As primeiras tiras de “Sazae-san” apareceram publicadas no jornal diário “Yukan Funichi” de Fukuoka, na ilha de Kyushu, em Abril de 1946, ou seja, quase um ano após as bombas de Hiroshima e Nagasaki. A autora chamava-se Machiko Hasegawa ou, mais correctamente, Hasegawa Machiko. Hasegawa é o sobrenome e Machiko o nome próprio. No Japão, tal como na China, o sobrenome surge em primeiro lugar. No entanto, costuma mudar-se essa ordem quando se escreve numa língua ocidental. Hasegawa Machiko nascera a 30 de Janeiro de 1920.
Natural de Taku, no distrito de Saga, na ilha de Kyushu, Machiko tinha duas irmãs, um pai engenheiro muito devotado às filhas e a mãe, dona de casa. A família mudou-se para Tóquio quando Machiko tinha apenas doze anos, devido à morte do pai. Com quinze anos, ainda aluna de liceu, Machiko começou a sua carreira de desenhadora. Aos dezasseis, tornou-se aprendiz de Suiho Tagawa (1899-1989), considerado o maior autor de B.D. da época anterior à Segunda Grande Guerra e criador da série “Norakuro”
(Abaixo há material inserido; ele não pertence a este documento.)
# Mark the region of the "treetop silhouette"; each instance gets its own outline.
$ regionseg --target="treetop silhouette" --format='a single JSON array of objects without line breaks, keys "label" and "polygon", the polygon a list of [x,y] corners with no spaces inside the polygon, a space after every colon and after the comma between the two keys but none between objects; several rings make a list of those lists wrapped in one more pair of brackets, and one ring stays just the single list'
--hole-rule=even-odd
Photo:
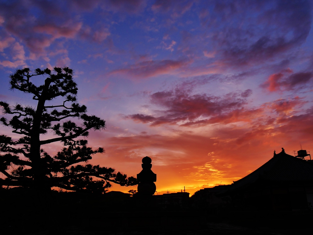
[{"label": "treetop silhouette", "polygon": [[[103,148],[94,150],[87,146],[85,139],[77,138],[88,136],[91,129],[100,130],[105,128],[104,120],[87,115],[87,107],[77,102],[77,84],[73,79],[73,70],[67,67],[35,70],[17,70],[10,76],[11,89],[33,95],[37,101],[33,107],[17,104],[10,106],[0,102],[4,114],[11,115],[9,120],[0,119],[12,132],[21,135],[17,140],[0,135],[0,172],[5,177],[0,179],[0,185],[21,186],[40,190],[50,190],[56,186],[71,190],[87,191],[102,193],[113,182],[122,186],[137,184],[136,178],[116,173],[114,169],[99,165],[80,164],[87,163],[91,156],[102,153]],[[37,86],[32,82],[35,77],[44,80]],[[49,105],[46,103],[59,97],[63,103]],[[71,120],[77,118],[78,125]],[[55,138],[43,139],[50,131]],[[42,146],[60,141],[64,147],[53,157]],[[101,179],[95,180],[93,177]]]}]

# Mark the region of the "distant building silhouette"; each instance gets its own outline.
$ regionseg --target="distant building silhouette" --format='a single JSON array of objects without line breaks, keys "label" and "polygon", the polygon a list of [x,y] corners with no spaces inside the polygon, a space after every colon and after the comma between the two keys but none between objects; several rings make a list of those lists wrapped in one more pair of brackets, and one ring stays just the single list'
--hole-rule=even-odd
[{"label": "distant building silhouette", "polygon": [[301,149],[294,156],[282,149],[231,185],[196,192],[191,197],[193,206],[211,212],[225,207],[239,210],[313,209],[313,160],[304,158],[310,157],[309,152]]},{"label": "distant building silhouette", "polygon": [[[268,161],[247,176],[234,181],[218,196],[230,196],[233,206],[238,208],[275,210],[313,209],[313,161],[295,157],[282,149],[280,153],[276,154],[274,152],[274,156]],[[306,154],[306,151],[303,151]]]},{"label": "distant building silhouette", "polygon": [[177,209],[189,206],[189,193],[182,191],[155,195],[153,198],[159,207],[164,209]]},{"label": "distant building silhouette", "polygon": [[230,185],[218,185],[197,191],[191,196],[193,206],[209,209],[211,212],[217,212],[218,209],[226,207],[229,203],[229,197],[220,197],[219,194],[225,191],[230,186]]}]

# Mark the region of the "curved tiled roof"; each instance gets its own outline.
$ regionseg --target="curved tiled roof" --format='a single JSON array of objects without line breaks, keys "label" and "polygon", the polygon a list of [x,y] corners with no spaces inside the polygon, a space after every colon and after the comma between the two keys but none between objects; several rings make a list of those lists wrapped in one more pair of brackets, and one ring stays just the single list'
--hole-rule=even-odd
[{"label": "curved tiled roof", "polygon": [[258,180],[272,181],[313,181],[313,160],[305,161],[283,151],[247,176],[234,182],[230,190],[248,186]]}]

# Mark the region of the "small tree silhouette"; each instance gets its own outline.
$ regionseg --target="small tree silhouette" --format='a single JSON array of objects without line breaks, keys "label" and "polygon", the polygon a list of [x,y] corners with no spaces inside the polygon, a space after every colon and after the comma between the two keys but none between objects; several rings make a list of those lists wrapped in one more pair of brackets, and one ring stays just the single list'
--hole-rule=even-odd
[{"label": "small tree silhouette", "polygon": [[[87,147],[86,140],[77,138],[88,136],[90,130],[104,129],[105,123],[97,117],[87,115],[86,106],[76,102],[78,89],[73,79],[73,70],[68,67],[55,67],[53,71],[38,68],[31,73],[28,68],[18,70],[10,76],[10,83],[12,90],[32,94],[33,99],[37,101],[36,107],[18,104],[11,106],[0,102],[3,113],[13,116],[9,121],[3,117],[1,122],[12,128],[12,132],[22,135],[15,140],[0,135],[0,172],[5,176],[0,178],[0,185],[41,191],[56,186],[103,193],[111,186],[111,182],[123,186],[136,184],[136,178],[116,173],[113,168],[78,164],[87,162],[92,155],[104,150],[102,148],[93,150]],[[32,80],[35,76],[43,77],[44,84],[35,85]],[[46,104],[58,97],[63,97],[63,104]],[[79,125],[69,120],[74,118],[82,123]],[[43,139],[43,135],[49,131],[57,136]],[[42,145],[58,141],[64,147],[53,157],[41,148]],[[101,179],[95,180],[93,176]]]}]

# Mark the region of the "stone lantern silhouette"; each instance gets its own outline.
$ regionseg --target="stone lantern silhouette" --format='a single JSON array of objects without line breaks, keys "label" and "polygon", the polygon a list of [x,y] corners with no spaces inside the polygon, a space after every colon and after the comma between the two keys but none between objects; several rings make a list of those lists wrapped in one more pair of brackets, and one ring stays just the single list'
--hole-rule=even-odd
[{"label": "stone lantern silhouette", "polygon": [[148,196],[154,194],[156,187],[154,183],[156,181],[156,174],[151,170],[152,164],[151,159],[147,156],[142,159],[141,164],[142,170],[137,174],[138,184],[138,194],[143,196]]}]

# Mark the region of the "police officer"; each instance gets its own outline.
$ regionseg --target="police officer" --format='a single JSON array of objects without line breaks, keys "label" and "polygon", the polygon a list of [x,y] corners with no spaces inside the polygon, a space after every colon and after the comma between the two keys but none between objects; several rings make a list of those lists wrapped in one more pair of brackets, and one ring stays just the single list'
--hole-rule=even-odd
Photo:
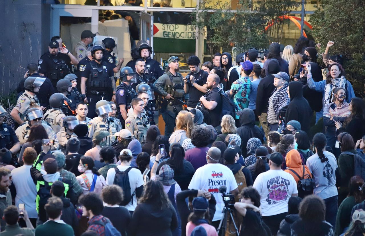
[{"label": "police officer", "polygon": [[30,109],[27,112],[26,115],[28,122],[24,122],[15,130],[15,134],[19,139],[20,144],[22,145],[27,142],[32,125],[41,124],[46,129],[48,139],[54,140],[52,150],[58,149],[58,140],[57,139],[56,134],[47,122],[43,120],[43,112],[39,108],[34,107]]},{"label": "police officer", "polygon": [[132,100],[132,105],[133,114],[126,120],[126,129],[130,131],[140,143],[143,143],[146,142],[147,130],[150,127],[148,118],[143,112],[145,108],[143,100],[134,98]]},{"label": "police officer", "polygon": [[103,59],[108,63],[110,67],[113,69],[114,73],[118,73],[122,67],[122,64],[124,61],[123,58],[118,60],[118,65],[115,65],[115,57],[111,53],[114,48],[116,47],[115,41],[111,38],[106,38],[103,40],[103,42],[105,45],[105,53],[103,57]]},{"label": "police officer", "polygon": [[35,94],[45,80],[43,78],[30,76],[24,81],[25,92],[18,98],[16,105],[10,112],[10,115],[18,124],[22,124],[27,120],[25,114],[31,106],[39,105],[39,101]]},{"label": "police officer", "polygon": [[154,84],[162,94],[159,97],[159,110],[165,121],[165,135],[167,137],[170,137],[174,131],[175,118],[182,109],[182,105],[174,99],[181,100],[185,95],[182,77],[177,72],[179,60],[178,58],[174,56],[169,58],[167,61],[169,70]]},{"label": "police officer", "polygon": [[136,73],[130,67],[126,66],[120,70],[120,85],[117,88],[116,102],[124,120],[127,119],[132,99],[137,97],[137,93],[131,86],[131,84],[137,82]]},{"label": "police officer", "polygon": [[69,80],[72,84],[72,90],[70,93],[69,95],[73,98],[73,100],[72,100],[73,103],[74,104],[77,104],[80,102],[83,101],[86,97],[86,96],[85,95],[83,96],[81,95],[78,92],[77,88],[76,88],[77,80],[78,79],[77,76],[74,74],[69,74],[65,77],[65,78]]},{"label": "police officer", "polygon": [[8,113],[2,106],[0,106],[0,149],[6,148],[11,156],[19,151],[20,144],[14,130],[4,123],[7,117]]},{"label": "police officer", "polygon": [[137,43],[139,55],[146,62],[145,74],[149,80],[153,83],[164,74],[164,68],[158,62],[151,58],[152,49],[147,42],[141,40]]},{"label": "police officer", "polygon": [[[60,53],[58,53],[59,49]],[[62,54],[68,57],[62,56]],[[38,61],[38,71],[41,76],[50,80],[56,89],[57,81],[70,73],[70,68],[67,66],[70,62],[72,65],[78,63],[76,58],[67,49],[63,47],[59,48],[58,42],[53,40],[50,42],[48,51],[42,55]]]},{"label": "police officer", "polygon": [[[90,138],[92,138],[94,133],[98,131],[106,131],[110,133],[111,124],[114,123],[114,120],[113,122],[110,122],[108,119],[109,112],[112,112],[112,110],[107,101],[101,100],[96,102],[95,110],[98,116],[93,119],[91,121],[88,123],[88,127],[89,128],[88,136]],[[114,125],[115,124],[112,124],[112,125]],[[114,127],[115,127],[115,126]],[[115,140],[114,134],[112,135],[114,139],[111,137],[111,136],[110,135],[107,137],[107,146],[110,145],[113,142],[111,142],[111,139],[113,140]]]},{"label": "police officer", "polygon": [[69,139],[72,138],[77,138],[77,136],[74,134],[73,129],[80,123],[80,121],[72,116],[68,116],[64,119],[63,127],[56,135],[62,151],[65,151]]},{"label": "police officer", "polygon": [[104,43],[95,44],[91,51],[94,60],[86,65],[81,73],[81,92],[86,94],[86,100],[88,100],[90,118],[96,116],[95,108],[97,102],[103,99],[115,100],[114,73],[108,68],[107,63],[102,60],[105,51]]},{"label": "police officer", "polygon": [[138,97],[143,100],[145,111],[150,124],[155,125],[153,116],[155,114],[155,94],[151,87],[146,84],[141,84],[137,87]]},{"label": "police officer", "polygon": [[64,100],[64,105],[61,107],[62,112],[66,116],[76,116],[76,104],[74,102],[75,97],[70,93],[72,90],[72,84],[66,78],[61,79],[57,82],[57,90],[68,98]]},{"label": "police officer", "polygon": [[81,40],[73,48],[73,55],[79,62],[87,57],[87,45],[92,43],[93,39],[96,35],[90,30],[84,30],[81,33]]},{"label": "police officer", "polygon": [[61,107],[65,104],[65,100],[67,102],[68,98],[62,93],[57,93],[52,94],[49,98],[49,104],[51,108],[46,112],[43,116],[44,120],[51,125],[53,131],[56,133],[61,129],[64,119],[66,117],[61,109]]}]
(1933-35), acerca de um cãozinho que se alistava no Exército Imperial. Mas a rapariga depressa começou a forjar o seu próprio caminho. Um dia em que caminhava pela praia com uma das irmãs, surgiu-lhe a ideia para a série que havia de torná-la rica e famosa – “Sazae-san”. Devido talvez ao local, os nomes das personagens são também os de vários frutos do mar. Por exemplo, Sazae significa rodovalho, Kazuo,
nome do irmão de Sazae, significa bonito seco (uma espécie de atum, utilizado no okonomiyaki), Wakame, nome da irmãzinha, é também o de uma alga usada na confecção da sopa miso e Tarao (Tara), o filho de Sazae, partilha o nome com o bacalhau.
A série começou, desde 1949, a ser publicada diariamente no conhecido jornal Asahi Shinbum e assim continuaria por mais 28 anos, até Fevereiro de 1974, perfazendo um total de 6 477 capítulos. Cada um destes consiste num relato curto e independente.
O êxito foi instantâneo. Os japoneses do pós-guerra e das gerações posteriores identificavam-se de imediato com aquela família da classe média e com as situações cómicas mas banais que protagonizavam.
“Sazae-san” debruça-se sobre a vida quotidiana de uma família alargada vulgar (três gerações na mesma casa), os Isono. O destaque vai para a filha mais velha, Sazae, mas há ainda o pai, Namihei, a mãe Fune, o irmão Kazuo e a irmã Wakame, assim como aquele que, pouco tempo depois de criada a série, se torna no marido de Sazae, Fuguta Masuo, e o filhito de ambos, Tarao.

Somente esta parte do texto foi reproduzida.